This course is an introduction to the philosophy of love and care. We will examine philosophical questions and puzzles about these psychological states: questions that might come up in the course of our lived experience, but that can’t be answered purely by empirical methods. Although our focus will be on critically examining theories that philosophers have given of these issues, we will often turn to lived experience, and to novels, plays and films, in testing these theories.

When moral philosophers talk about love, they mean to be talking about that which is common to the varieties of love that we are said to have for our spouses, friends, and family members. Roughly, to love someone, in this narrow sense, is to care about their well-being.

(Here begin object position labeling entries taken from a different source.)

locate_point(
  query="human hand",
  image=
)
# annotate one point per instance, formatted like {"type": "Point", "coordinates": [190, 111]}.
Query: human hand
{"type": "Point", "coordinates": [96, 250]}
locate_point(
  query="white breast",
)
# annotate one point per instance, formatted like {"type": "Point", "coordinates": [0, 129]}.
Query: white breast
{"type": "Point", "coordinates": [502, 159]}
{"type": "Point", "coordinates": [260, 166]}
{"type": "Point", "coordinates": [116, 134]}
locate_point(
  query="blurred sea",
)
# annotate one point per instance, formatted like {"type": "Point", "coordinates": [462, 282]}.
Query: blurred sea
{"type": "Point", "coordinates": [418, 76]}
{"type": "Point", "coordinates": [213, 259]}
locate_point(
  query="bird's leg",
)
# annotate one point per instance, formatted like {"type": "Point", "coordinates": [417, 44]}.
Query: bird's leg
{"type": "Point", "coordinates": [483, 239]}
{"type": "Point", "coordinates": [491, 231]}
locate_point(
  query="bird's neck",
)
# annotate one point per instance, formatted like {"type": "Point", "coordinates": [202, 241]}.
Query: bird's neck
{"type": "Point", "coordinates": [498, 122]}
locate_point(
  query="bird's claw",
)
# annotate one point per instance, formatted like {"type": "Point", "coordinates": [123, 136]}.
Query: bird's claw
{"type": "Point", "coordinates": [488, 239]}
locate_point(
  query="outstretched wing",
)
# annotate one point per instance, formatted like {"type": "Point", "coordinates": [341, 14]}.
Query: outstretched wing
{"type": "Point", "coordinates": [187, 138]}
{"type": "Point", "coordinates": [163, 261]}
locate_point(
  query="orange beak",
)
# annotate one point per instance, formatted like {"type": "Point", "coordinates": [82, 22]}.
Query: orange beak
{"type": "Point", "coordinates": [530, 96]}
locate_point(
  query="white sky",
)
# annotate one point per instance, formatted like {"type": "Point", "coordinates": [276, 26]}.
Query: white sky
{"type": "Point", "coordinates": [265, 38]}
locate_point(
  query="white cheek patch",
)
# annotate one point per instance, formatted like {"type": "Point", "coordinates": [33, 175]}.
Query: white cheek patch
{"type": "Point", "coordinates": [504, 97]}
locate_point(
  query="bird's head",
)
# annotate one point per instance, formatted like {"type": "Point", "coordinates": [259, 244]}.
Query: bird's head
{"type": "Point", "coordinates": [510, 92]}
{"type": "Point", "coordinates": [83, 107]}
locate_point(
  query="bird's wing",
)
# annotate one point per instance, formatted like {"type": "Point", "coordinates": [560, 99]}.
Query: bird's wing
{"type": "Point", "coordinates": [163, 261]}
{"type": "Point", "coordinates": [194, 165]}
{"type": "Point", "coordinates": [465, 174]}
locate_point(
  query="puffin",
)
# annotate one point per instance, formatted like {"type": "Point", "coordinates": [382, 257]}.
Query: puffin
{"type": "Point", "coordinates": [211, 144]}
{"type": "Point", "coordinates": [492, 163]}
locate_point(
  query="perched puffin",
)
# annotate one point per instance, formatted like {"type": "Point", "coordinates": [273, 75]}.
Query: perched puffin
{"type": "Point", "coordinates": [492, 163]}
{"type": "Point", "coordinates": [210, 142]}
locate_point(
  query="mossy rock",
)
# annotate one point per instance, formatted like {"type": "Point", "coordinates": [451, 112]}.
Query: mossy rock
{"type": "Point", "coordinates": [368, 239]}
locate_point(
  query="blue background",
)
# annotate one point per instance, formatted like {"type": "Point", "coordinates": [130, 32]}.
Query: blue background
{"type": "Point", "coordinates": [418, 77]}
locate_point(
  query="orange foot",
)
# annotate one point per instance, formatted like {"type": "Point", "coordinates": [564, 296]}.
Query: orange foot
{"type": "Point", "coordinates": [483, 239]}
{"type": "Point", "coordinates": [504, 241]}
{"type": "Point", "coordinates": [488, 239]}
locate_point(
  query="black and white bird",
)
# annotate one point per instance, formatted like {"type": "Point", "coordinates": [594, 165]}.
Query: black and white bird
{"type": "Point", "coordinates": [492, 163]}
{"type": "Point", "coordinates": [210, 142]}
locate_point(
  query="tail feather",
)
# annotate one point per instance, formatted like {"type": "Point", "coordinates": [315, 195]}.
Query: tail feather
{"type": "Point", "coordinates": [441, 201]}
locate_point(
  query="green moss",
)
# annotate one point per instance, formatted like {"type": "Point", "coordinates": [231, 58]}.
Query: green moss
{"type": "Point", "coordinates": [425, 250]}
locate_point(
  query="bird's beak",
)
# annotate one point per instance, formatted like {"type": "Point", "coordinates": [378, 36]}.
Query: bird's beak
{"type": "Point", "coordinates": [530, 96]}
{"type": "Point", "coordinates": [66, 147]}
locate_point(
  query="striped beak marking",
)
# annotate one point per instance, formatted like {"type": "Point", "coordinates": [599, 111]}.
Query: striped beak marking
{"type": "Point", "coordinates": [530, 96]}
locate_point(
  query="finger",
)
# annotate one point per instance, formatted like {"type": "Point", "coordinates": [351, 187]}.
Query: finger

Love and care, then, are states that are central to the human condition. But they are also deeply perplexing ones. To begin with, just what is love? What, for example, is the difference between love in this narrow sense and varieties of love such as romantic love or friendship?

Perhaps love, as an influential tradition has it, is a response to perceived value. After all, our love for our friends and romantic partners often seems to develop out of liking them. So, on this picture, we come to love them, because we were struck by these attractive properties. Our love, indeed, is justified if, and only if, they in fact have these attractive properties. And we continue loving them, so long as we find them attractive.

But there are some reasons to doubt this position. We don’t always like the people we love. We usually find the beloved irreplaceable: we don’t tend to stop loving the beloved once someone else that we find more attractive comes along. So perhaps love isn’t a response to value. Perhaps it’s rather that in loving the person, we endow them with value. But if love isn’t a response to value, what explains why our love for our friends and partners often develops out of liking them?

The final question we’ll take up has to do with the far-reaching effects of love and care. We often privilege our loved ones. But is that morally permissible?

One goal of the course is for you to get a feel for the philosophical perplexities that arise from love and care, and for what college philosophy classes might be like. But another important goal, as in philosophy classes in general, is to sharpen your critical thinking skills: to learn how to extract arguments from difficult texts, critically evaluate them, and to concisely and clearly communicate the results. These skills are helpful for college and beyond, and can be improved through practice. We will hone them through mapping and diagramming arguments, tightly focused class discussions, and a final argumentative paper.

1. Students will be better prepared to break down and critically examine complex arguments, as well as to craft their own arguments.
2. They will also have considerable practice reading and writing philosophy papers.